MSNBC’s Joe Scarborough, talking to anyone who would listen: “The guys I came in [to Congress] with in ’94 don’t have a clue what they stand for.” … Gossiper Lloyd Grove, whose New York Daily News contract has not been renewed, desperately looking for a job back in D.C. … Tucker Carlson was pleased that “The Situation” will move to D.C. from MSNBC in New Jersey in two months … Bob Bennett looking sporty in a lavender shirt and tie … Chris Matthews holding court in his baseball cap … Rita Cosby enjoying her gig at MSNBC … Capricia Marshall, who was first lady Hillary Clinton’s efficient and gracious social secretary, is now Sen. Clinton’s finance director … Former first lady Barbara Bush’s press secretary Anna Perez, who also worked in the current Bush White House, now executive VP of communications for Universal, is moving from New York to San Francisco … Bob Shrum and Mary Louise Oates in from New York on “a day pass.” Both are happily teaching at NYU … Actor Joey Pantoliano wearing his signature baseball cap and in town with the Creative Coalition talking TV with “ER’s” Maura Tierney and ABC’s Jake Tapper. “A break in a series for the actor is like doing a movie sequel,” Pantoliano said.

Snippets of conversation

Ludacris, with perfect cornrows in his hair, didn’t talk much, but Isaiah Washington from “Grey’s Anatomy” made up for that talking about his trade mission supported by the NAACP and his documentary “Mende in LA.” After taking a DNA test, he discovered that he shared an ancestor on his mother’s side in Mende. “I want to use my celebrity to do good. I have an ancestral obligation like Clooney,” Washington said. … Speaking of George Clooney, Lally Weymouth was holding onto him at the pre-dinner Newsweek reception.

Voted out, but still in

That was “American Idol’s” Ace Young, wearing a red vest on his first visit to Washington. The Colorado native snapped photos of everyone. “My fear is how people treat me when you get out of the ‘American Idol’ bubble,” he told me. He was surprised that “everyone here is giving me love.” Young, awed by the power crowd, said, “I’m just being myself. I’m impressed that everyone respects what I do.”
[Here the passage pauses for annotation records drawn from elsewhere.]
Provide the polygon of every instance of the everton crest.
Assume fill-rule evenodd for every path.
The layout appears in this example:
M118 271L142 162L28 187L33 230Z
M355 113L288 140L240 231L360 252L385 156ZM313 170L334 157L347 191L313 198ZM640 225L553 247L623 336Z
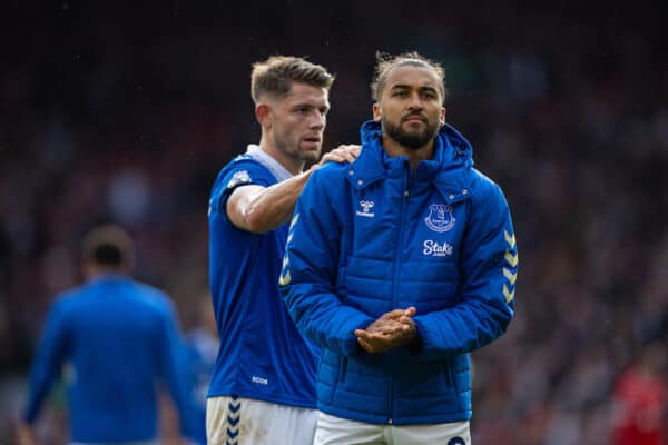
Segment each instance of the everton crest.
M445 204L432 204L429 206L429 215L424 218L426 227L433 231L442 234L454 227L454 215L452 215L452 206Z

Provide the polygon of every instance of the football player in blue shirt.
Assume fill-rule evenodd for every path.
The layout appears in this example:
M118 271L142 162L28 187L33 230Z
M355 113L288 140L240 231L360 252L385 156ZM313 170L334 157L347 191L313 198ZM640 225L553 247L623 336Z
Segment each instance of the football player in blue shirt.
M353 161L358 147L321 155L334 77L303 58L253 66L259 145L219 172L209 201L209 284L220 349L208 390L212 445L305 444L317 421L316 353L278 294L287 222L323 162Z
M117 226L97 227L84 238L87 280L58 296L49 310L30 370L19 443L36 443L33 425L61 370L72 443L155 441L159 382L185 425L175 310L164 293L130 278L132 259L132 241Z

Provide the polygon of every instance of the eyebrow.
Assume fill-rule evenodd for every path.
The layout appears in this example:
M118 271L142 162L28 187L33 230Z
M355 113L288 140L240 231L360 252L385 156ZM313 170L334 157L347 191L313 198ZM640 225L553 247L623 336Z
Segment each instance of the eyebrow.
M413 88L412 86L406 85L406 83L396 83L396 85L393 85L390 89L391 90L394 90L394 89L397 89L397 90L410 90L412 88ZM430 87L430 86L418 87L418 89L421 90L421 91L424 91L424 90L430 90L430 91L435 91L435 92L439 91L434 87Z

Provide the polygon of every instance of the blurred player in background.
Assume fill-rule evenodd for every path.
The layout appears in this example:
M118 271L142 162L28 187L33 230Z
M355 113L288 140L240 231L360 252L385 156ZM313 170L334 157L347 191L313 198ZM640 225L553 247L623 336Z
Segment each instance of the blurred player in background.
M155 441L158 383L166 384L185 425L175 310L160 290L130 278L134 256L132 240L117 226L84 238L86 283L59 295L47 315L17 432L21 445L37 443L33 426L61 372L72 443Z
M218 330L208 291L202 293L194 327L185 334L178 372L185 382L190 407L186 413L185 435L191 444L206 445L206 393L218 355Z
M207 436L219 444L313 439L315 352L294 327L278 275L295 201L323 162L353 161L358 147L317 162L334 77L302 58L253 66L250 95L262 127L218 174L209 201L209 281L220 350L208 392Z
M445 123L438 63L379 55L372 91L362 152L312 176L281 276L322 347L314 443L470 445L469 353L513 316L510 211Z

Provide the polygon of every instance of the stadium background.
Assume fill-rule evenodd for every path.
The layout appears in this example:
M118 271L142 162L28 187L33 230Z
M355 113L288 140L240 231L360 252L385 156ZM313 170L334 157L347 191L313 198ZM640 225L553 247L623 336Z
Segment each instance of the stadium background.
M448 120L505 190L520 248L517 317L474 354L475 443L607 443L616 378L666 340L668 3L190 3L2 7L0 443L92 224L128 227L137 276L191 323L209 186L259 138L252 62L336 72L332 148L371 116L374 52L413 49L446 67Z

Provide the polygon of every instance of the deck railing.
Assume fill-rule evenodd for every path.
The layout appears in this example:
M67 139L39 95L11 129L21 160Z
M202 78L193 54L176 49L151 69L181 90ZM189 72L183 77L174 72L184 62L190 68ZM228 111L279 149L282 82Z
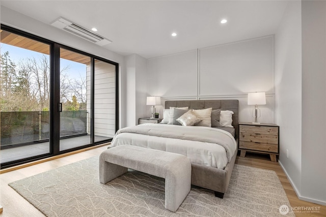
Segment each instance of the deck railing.
M1 112L1 148L15 147L48 140L50 124L48 111ZM60 137L87 133L87 111L60 112Z

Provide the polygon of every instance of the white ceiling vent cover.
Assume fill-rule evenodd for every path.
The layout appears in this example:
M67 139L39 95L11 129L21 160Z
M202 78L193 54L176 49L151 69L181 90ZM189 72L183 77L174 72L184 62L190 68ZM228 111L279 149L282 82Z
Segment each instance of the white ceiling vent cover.
M65 30L72 34L83 38L99 46L104 46L112 43L108 39L95 34L85 28L61 17L51 23L51 25L57 28Z

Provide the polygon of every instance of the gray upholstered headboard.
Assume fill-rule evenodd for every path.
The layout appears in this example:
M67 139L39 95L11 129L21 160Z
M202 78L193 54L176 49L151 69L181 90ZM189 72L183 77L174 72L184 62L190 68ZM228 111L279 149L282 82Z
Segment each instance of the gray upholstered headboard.
M214 109L230 110L234 112L232 115L232 126L235 129L235 138L238 138L239 123L239 101L230 100L190 100L190 101L168 101L165 102L165 108L170 107L188 107L189 109L202 109L212 108Z

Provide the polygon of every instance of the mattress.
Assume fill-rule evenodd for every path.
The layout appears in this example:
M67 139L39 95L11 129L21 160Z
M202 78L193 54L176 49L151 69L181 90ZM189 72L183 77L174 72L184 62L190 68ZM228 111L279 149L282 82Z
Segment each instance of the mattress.
M147 131L154 131L157 129L158 132L160 132L159 130L161 130L158 126L164 125L164 129L161 129L164 132L162 133L162 135L147 135L149 133L147 131L144 134L135 133L137 128L145 127L145 125L149 126ZM122 133L119 131L117 132L111 143L112 146L129 144L179 153L188 157L192 163L222 169L224 169L229 161L228 158L230 158L230 154L233 154L236 149L236 142L231 134L225 131L212 128L147 123L126 129L129 130L125 131L124 129L119 130L123 130L124 132ZM187 134L187 131L185 130L191 131L191 140L184 139L186 138L188 138L189 136ZM180 137L177 136L174 136L175 138L169 138L166 135L164 135L164 132L171 133L171 131L174 132L182 132L180 133ZM203 141L196 141L196 139L193 139L193 137L196 138L196 135L193 135L194 131L198 132L199 137L201 137L201 134L205 135L203 137L205 138L201 138ZM221 141L218 143L223 143L223 145L210 142L211 140L207 136L209 134L207 134L206 131L209 131L209 133L211 133L212 137L214 137L214 139L217 139L218 141ZM219 137L219 136L221 138ZM227 144L226 145L226 143ZM224 146L225 145L227 146L227 153L225 147Z

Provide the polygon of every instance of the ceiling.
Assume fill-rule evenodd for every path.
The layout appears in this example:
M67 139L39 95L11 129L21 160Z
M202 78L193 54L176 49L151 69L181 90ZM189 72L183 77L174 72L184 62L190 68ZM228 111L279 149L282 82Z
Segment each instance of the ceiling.
M1 1L50 24L63 17L113 42L104 47L151 58L274 34L286 1ZM220 21L226 19L224 24ZM176 37L171 36L173 32Z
The Sunday after at the McLaughlins’

Tommy Lasorda, at the brunch with L.A. Dodgers owner Frank McCourt, talked about — what else? — baseball. “Bud [Selig] was smart to buy the [Washington Nationals] when he did. It’s a bonus for the new owners.” And some wannabe owners were at the brunch as well — Fred Malek and Jim Kimsey.

On hand, with open agendas

The Rev. Al Sharpton came out of his tent to stop by in his Navy blues, saying he came down to march against genocide and for Sunday’s Darfur rally … Former Ecuador Ambassador Ivonne A-Baki talked about free trade negotiations that take her back and forth from Quito to New York and D.C.